Montag, 09.03.2020, 10:21 Uhr aktualisiert: 09.03.2020, 10:30 Uhr
Unterhielten das Publikum mit allerhand Dönekes: Josef Helmig (v.l.), Heinz Altenbockum und Bernhard Altenbockum.
Unterhielten das Publikum mit allerhand Dönekes: Josef Helmig (v.l.), Heinz Altenbockum und Bernhard Altenbockum. Foto: Bastian Becker

„Es coronat ein wenig“, stellte André Schlierkamp , der erste Vorsitzende der Struckgemeinschaft, beim Blick auf die übersichtlich gefüllten Plätze beim plattdeutschen Abend am Freitagabend fest. Etwa 30 Gäste waren da.

Wer sich von der nahenden Epidemie nicht einschüchtern ließ, wurde mit etlichen längeren und kürzeren „Vertellkes“ und „Dönekes“ sowie später zur Sicherheit auch noch mit ein bis zwei Gläsern Korn präventiv „desinfiziert“.

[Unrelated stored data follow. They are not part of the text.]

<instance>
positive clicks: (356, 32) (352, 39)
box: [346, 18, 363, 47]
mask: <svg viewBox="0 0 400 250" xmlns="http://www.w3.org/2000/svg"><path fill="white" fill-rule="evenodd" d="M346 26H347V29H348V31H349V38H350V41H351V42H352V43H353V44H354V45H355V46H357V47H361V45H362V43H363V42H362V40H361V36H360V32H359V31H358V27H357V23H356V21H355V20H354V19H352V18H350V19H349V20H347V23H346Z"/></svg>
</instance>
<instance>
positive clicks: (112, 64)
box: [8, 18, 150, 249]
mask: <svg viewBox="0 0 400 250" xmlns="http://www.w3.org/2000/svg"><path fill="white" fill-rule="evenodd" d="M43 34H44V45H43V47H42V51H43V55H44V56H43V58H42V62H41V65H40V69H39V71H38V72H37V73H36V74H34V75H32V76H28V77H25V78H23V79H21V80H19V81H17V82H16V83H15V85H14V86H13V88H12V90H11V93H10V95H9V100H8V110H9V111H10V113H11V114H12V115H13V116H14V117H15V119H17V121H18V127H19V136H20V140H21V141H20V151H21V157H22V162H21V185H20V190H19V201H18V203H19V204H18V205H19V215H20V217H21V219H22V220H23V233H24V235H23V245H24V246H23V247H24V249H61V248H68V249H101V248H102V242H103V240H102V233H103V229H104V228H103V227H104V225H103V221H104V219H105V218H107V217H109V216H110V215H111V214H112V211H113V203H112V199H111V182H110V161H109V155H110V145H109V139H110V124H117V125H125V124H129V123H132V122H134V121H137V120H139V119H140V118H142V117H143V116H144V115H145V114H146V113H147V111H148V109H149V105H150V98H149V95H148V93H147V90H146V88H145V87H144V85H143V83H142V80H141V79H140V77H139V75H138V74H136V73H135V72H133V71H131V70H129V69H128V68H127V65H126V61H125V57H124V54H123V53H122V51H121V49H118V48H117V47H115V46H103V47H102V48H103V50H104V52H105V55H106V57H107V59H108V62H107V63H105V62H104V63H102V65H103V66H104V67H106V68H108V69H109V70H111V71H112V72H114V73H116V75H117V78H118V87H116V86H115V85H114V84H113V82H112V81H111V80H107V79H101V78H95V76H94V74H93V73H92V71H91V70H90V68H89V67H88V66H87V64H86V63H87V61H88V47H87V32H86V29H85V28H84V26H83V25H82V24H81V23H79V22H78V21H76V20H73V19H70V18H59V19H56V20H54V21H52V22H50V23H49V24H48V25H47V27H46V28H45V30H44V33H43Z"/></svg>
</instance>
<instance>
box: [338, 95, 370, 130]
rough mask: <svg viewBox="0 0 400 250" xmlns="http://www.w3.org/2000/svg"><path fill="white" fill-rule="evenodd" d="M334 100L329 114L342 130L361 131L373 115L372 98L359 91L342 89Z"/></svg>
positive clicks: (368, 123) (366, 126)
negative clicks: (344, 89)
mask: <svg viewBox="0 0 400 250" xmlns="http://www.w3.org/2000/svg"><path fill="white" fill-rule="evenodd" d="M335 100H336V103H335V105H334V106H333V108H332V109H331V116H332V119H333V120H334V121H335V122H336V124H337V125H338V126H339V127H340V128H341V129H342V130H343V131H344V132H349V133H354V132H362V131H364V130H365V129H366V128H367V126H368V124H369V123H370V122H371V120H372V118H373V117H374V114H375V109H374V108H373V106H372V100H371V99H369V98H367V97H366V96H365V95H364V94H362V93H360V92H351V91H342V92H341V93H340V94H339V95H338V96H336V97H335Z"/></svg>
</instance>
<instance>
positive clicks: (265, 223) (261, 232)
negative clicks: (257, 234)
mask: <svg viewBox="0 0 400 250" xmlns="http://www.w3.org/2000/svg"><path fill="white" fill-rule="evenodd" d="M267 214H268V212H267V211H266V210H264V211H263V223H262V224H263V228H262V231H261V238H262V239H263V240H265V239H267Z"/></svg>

Den Auftakt machte traditionell die Jugend der Theatergruppe Seppenrade. Die elf Mädchen und Jungen präsentierten mit „Seß, de wat tellt, kurmt gurt dör de Welt“ ihre Version eines Märchens der Gebrüder Grimm. Sechs Männer mit unterschiedlichen Fähigkeiten schließen sich zusammen und ziehen durch die Welt. Gemeinsam bestehen sie das eine oder andere Abenteuer. Einer von ihnen darf schließlich sogar die Königstochter heiraten.

„Kürt Platt en Dörp und Stadt!“

Nachdem die Gäste mit Applaus verabschiedet worden waren, nahm sich Josef Helmig der Weltlage im Allgemeinen und in „Lünkhusen“ an. So stellte er angesichts der Brexit-Politik fest, dass Donald Trump in Boris Johnson einen Bruder gefunden habe. Mit Blick auf die Steverstadt lobte Helmig die Bauprojekte und die neuen gastronomischen Angebote und freute sich über den abgeschlossenen Glasfaserausbau – vor allem „up’m Land“. Für die Landwirte werde es angesichts von Tierwohl- und Düngeverordnungen dagegen immer schwieriger.

Heinz Altenbockum wiederum las zu Beginn einige Gedichte vor. Darin enthalten war unter anderem die Aufforderung, den Dialekt zu pflegen – „Kürt Platt en Dörp und Stadt!“ – und die Würdigung der Sprache. „Dat guode olle Platt“, brachte er es auf den Punkt. In der Folge bewegten sich die lustigen Anekdoten zwischen Kirche, Kneipe und Ehebett. Bei den vielen Scherzen über- und unterhalb der Gürtellinie zündete naturgemäß nicht jede Pointe. Insgesamt sorgte das von Bernhard Altenbockum komplettierte Trio aber für einige Heiterkeit.

Letzterer spielte zudem mit dem Akkordeon zu traditionellem Liedgut wie „Et geiht nicks üöwer de Gemötlickkeit“ oder „O Lünkhusen, miene Heimoat“. Zum Finale wurde traditionell zu der Lüdinghauser Nationalhymne geschunkelt.